Zoe Smith: What I Wish I’d Known When I Started Weightlifting
I first turned up to the weightlifting gym at 12 years old, barefoot, wearing a gymnastics leotard, having been sent down to the weights gym from my gymnastics session to ‘have a go’ at weightlifting. I didn’t know then that from that moment onwards, weightlifting would feature quite so heavily in my life! In this post, I’ll be addressing some of the things that 12-year-old me would’ve found helpful and hopefully can save you some time in the future if you’ve chosen to take up weightlifting too. For a start, you’re going to want to wear shoes and something other than a gymnastics leotard...
There Is No Quick Fix For Nailing Technique
I tell people that I took to weightlifting fairly naturally, but looking back on my old videos, it turns out that’s a big fat lie. Watching myself lift aged 12 is painful - I was so uncoordinated, gangly and awkward! 12 years on, it still leaves a lot to be desired but it’s a hell of a lot better.
There is no shortcut - the key ingredients to improvement are consistency, practice and listening to your coach. However, there are additional things you can do - I like to film my lifts and check that I’m hitting the key positions for each lift and play at being my own coach. With practice, you’ll start to recognise both visually and by feel the difference between a good and a bad lift - but it’ll mean doing lots of both before you get there!
Work On Your Weaknesses
A lot of sports use the weightlifting movements (snatch and clean & jerk) for their strength and conditioning but that doesn’t mean we as weightlifters have covered all bases. I work with an S&C coach to identify my areas of weakness and try to improve them to avoid injury in the long term - something that has held me back from progressing for long periods of time. A good place to start in terms of ensuring you’re robust enough to withstand your weightlifting training is making sure you don’t have any major imbalances - e.g. is one leg way stronger? Do you tend to favour one side heavily? If so, consider adding in some unilateral (one sided) exercises, e.g. dumbbell lunges, single leg hamstring curls/leg extensions.
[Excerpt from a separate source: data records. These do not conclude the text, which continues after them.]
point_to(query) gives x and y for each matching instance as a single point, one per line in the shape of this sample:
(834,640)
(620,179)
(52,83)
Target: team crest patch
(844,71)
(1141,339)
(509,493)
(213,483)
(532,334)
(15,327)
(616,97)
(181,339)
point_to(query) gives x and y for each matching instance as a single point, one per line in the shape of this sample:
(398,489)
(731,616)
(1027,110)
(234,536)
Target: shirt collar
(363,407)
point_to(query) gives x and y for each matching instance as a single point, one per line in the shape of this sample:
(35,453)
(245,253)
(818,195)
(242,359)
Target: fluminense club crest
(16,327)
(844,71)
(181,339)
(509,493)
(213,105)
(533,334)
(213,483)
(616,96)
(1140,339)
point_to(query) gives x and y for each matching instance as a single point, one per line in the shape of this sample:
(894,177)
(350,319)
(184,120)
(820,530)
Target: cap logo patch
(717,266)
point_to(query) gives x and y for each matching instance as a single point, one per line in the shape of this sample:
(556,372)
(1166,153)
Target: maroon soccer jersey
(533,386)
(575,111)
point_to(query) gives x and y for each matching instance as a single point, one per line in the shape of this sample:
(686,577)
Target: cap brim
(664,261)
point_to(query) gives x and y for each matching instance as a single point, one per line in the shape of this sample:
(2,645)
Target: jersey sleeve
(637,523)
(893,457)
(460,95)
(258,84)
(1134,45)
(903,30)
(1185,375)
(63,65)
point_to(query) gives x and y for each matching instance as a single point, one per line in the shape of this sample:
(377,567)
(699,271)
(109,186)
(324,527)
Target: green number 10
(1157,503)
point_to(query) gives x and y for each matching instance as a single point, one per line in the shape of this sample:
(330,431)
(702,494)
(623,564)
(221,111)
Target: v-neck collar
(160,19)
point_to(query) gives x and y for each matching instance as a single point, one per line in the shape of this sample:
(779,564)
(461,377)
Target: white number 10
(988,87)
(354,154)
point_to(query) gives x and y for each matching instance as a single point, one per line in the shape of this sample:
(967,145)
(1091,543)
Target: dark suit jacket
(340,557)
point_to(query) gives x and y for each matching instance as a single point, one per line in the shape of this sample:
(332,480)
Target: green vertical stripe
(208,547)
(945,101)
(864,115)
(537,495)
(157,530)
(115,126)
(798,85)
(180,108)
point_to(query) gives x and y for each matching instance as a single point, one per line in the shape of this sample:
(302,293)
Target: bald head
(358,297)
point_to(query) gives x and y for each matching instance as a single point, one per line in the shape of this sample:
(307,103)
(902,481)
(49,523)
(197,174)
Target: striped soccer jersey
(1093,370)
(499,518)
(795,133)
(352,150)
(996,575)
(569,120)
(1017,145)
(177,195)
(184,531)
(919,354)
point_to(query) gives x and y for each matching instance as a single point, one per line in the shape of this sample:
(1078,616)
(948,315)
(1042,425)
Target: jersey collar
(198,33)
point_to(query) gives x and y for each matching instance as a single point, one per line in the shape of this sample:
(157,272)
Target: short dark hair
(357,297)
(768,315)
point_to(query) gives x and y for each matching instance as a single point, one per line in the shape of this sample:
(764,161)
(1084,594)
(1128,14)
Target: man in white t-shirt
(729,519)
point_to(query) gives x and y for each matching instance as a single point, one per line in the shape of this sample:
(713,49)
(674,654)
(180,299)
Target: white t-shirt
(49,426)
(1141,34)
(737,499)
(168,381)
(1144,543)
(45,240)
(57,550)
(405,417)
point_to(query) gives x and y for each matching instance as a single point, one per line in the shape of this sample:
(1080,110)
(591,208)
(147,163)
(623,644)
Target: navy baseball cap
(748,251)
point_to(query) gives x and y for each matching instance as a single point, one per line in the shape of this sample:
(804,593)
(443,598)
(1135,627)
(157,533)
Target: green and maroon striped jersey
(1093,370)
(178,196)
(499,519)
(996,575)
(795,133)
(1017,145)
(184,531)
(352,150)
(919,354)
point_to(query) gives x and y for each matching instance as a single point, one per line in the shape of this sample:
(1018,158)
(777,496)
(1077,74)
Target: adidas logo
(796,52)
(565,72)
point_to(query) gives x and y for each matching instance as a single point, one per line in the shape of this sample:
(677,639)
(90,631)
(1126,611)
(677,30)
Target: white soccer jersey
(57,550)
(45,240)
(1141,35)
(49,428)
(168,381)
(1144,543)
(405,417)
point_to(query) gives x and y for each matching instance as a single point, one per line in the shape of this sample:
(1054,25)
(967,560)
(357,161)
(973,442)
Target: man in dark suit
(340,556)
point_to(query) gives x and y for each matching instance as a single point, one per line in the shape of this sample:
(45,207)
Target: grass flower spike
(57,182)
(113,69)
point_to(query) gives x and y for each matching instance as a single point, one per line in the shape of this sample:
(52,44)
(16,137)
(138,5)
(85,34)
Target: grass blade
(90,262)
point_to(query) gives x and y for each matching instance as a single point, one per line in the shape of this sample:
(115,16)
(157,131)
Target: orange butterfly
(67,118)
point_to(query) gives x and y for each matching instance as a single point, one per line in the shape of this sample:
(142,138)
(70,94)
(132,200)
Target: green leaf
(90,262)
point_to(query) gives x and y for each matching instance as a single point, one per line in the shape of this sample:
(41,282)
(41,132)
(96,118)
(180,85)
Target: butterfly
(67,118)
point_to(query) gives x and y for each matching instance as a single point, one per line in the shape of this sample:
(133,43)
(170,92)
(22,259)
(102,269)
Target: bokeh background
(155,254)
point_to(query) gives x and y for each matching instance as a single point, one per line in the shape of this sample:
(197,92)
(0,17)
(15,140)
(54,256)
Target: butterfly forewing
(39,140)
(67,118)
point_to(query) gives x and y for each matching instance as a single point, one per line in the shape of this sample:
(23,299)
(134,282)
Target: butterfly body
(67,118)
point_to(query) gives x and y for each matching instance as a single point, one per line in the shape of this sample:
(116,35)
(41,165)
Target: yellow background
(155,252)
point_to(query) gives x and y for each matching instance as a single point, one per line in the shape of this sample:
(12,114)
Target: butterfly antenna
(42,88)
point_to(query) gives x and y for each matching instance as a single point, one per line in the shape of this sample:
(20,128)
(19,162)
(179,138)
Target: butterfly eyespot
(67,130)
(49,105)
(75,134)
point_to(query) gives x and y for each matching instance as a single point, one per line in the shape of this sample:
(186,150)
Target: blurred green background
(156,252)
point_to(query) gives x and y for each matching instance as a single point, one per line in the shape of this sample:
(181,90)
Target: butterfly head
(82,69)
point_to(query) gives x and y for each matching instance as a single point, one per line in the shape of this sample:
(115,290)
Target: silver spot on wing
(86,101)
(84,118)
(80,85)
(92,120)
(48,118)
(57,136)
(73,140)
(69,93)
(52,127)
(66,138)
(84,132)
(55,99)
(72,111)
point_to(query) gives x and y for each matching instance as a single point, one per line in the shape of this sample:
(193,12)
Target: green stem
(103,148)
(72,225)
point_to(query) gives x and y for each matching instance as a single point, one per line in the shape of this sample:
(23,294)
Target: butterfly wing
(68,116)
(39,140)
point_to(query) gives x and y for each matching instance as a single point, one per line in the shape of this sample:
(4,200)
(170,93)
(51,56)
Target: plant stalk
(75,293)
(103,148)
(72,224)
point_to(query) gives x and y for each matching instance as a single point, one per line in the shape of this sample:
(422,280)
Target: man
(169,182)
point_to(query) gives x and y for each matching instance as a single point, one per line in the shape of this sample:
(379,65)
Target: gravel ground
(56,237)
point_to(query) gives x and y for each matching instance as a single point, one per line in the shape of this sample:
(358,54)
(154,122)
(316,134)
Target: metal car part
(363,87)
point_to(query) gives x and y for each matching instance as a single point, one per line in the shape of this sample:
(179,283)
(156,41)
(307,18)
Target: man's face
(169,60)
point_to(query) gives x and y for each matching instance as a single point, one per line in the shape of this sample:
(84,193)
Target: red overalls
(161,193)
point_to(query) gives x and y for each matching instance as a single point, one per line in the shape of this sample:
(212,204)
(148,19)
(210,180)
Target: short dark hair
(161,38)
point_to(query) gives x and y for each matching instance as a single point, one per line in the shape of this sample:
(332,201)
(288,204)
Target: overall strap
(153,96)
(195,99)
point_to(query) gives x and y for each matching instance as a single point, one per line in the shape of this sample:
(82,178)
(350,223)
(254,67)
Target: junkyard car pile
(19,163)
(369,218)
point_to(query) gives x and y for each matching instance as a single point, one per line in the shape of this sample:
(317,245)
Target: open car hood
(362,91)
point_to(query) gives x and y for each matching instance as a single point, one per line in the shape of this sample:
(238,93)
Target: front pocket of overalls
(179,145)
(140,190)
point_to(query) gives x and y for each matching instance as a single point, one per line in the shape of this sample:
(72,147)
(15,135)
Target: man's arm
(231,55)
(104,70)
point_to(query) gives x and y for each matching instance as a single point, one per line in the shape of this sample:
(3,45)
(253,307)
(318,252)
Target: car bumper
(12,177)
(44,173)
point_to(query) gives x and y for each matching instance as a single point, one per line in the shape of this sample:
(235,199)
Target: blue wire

Another thing to consider is core strength - our backs take a lot of the load when lifting overhead so it’s important to make sure that our core is strong enough to keep up with the demand. Try adding planks into your programme - 3 rounds of 30 seconds on each side and gradually increase the time week by week.
Find Your Team Spirit
I’ve trained in many different environments with lots of different kinds of athletes. The factor that has made the biggest difference in my opinion is having a motivated team around me who make me want to get stuck into a session, even when it’s difficult. Training partners that push and challenge you are important too - having someone to push you along when you’re flagging can be a good way of getting the most out of your session. At my weightlifting club we generally have always done this by pairing up with another athlete lifting similar weights and completing your sessions together. It brings out the competitive side in both lifters and means every exercise is completed to the best of your ability!
So, while there are a multitude of factors that go into hitting big numbers on the platform and in the gym, in my experience covering these areas off is a good place to start. Hopefully this will come as some help to those of you reading that are trying weightlifting for the first time - I look forward to seeing you on the competition platform in the future!